Potassium permanganate is used at the head of the plant as well, before the water enters the flash mix, which can be manually controlled by operators. Then 10 dual-media gravity filters with anthracite and sand filter the water before pH is tested, and fluoride and a corrosion inhibitor are added. As the water enters the pump to the distribution system, it is disinfected with chloramines.
OWASA continually makes concerted efforts toward greater efficiencies.
The relationship with Partnership for Safe Water has instilled a sense of pride in plant staff, while also empowering them to make key decisions on process optimization. In the summer, for instance, North Carolina had a tremendous rainy season that made operations difficult for operators.

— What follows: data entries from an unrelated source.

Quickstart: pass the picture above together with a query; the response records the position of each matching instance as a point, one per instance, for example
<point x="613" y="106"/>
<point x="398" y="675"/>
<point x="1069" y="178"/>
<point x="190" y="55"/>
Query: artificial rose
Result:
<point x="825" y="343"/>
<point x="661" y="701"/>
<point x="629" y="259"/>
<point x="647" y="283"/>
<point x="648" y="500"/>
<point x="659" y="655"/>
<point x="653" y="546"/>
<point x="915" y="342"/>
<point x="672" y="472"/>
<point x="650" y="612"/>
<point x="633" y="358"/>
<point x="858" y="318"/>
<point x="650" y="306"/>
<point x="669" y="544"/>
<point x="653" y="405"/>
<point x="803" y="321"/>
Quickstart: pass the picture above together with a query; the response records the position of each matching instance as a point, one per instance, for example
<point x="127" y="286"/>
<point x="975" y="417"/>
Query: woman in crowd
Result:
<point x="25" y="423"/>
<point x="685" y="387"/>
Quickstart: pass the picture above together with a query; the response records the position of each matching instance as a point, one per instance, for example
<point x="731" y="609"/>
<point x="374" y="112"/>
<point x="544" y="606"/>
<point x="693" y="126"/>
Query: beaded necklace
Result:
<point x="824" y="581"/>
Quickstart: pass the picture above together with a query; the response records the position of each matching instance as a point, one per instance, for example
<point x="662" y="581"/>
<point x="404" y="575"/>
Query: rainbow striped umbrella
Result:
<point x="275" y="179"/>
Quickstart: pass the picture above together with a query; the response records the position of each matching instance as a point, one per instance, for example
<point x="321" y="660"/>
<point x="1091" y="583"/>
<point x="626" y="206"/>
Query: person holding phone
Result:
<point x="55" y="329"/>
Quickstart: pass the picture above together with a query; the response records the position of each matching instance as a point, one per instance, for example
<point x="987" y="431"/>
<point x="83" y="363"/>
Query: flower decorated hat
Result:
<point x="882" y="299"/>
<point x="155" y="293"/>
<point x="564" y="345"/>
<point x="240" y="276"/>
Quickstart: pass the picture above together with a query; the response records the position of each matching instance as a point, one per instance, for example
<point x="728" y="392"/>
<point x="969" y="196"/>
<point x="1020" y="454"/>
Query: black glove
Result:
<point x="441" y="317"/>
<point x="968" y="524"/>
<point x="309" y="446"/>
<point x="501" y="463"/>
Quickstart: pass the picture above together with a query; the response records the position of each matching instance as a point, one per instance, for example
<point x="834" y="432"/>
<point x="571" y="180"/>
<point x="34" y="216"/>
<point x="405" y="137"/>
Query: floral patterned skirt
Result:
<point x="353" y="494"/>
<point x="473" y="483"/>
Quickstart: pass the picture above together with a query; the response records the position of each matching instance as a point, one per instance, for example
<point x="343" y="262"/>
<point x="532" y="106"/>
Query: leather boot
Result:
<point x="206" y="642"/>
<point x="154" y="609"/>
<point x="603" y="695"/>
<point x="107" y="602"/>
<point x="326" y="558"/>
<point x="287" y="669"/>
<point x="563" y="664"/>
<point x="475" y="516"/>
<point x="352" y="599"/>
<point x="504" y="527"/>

“You actually got to see that put into effect—how seriously they took the partnership goals even when they faced challenges,” Loflin said. “They take it seriously and it’s been instilled in them to achieve a higher level of commitment in the treatment process.”
Before the plant achieved Phase IV in 2011, Loflin said it had a single turbidometer to monitor its processes. As the plant pushed for improvements, it added turbidometers to every pulsator and sediment basin in the process. “You get an idea [that] one basin was different from another one and producing a different turbity,” he said. “So you learn a lot about how your plant works that you never really looked at before. That’s part of that data, looking at it and being able to analyze it.” That data, he added, then is used to evaluate next steps for the plant.
OWASA does not intend to rest on its laurels after receiving the 10-year Directors Award. It already has a plan in motion to improve energy efficiency through increased monitoring, and operators are taking a proactive stance on future regulations. Loflin said trying to stay a step ahead of regulatory action is beneficial, adding that he and operators have been reviewing the Unregulated Contaminant Monitoring Rule 3 for that purpose.
Chlorate was one contaminant OWASA’s data-driven analysis tracked and changed. Operations supervisor Monica Dodson said OWASA staff researched the contaminant and conducted plant studies. Dodson said the degradation of sodium hypochlorite contributed to the formation of chlorate, and after reducing storage times of the hypochlorite, chlorate was reduced by 72%. Such a change would not have been possible without careful study.
“Collecting that data—keeping it, trending it and tracking it—and using that is a beneficial way to know what’s happening within your facility—it is really key and important,” Loflin said.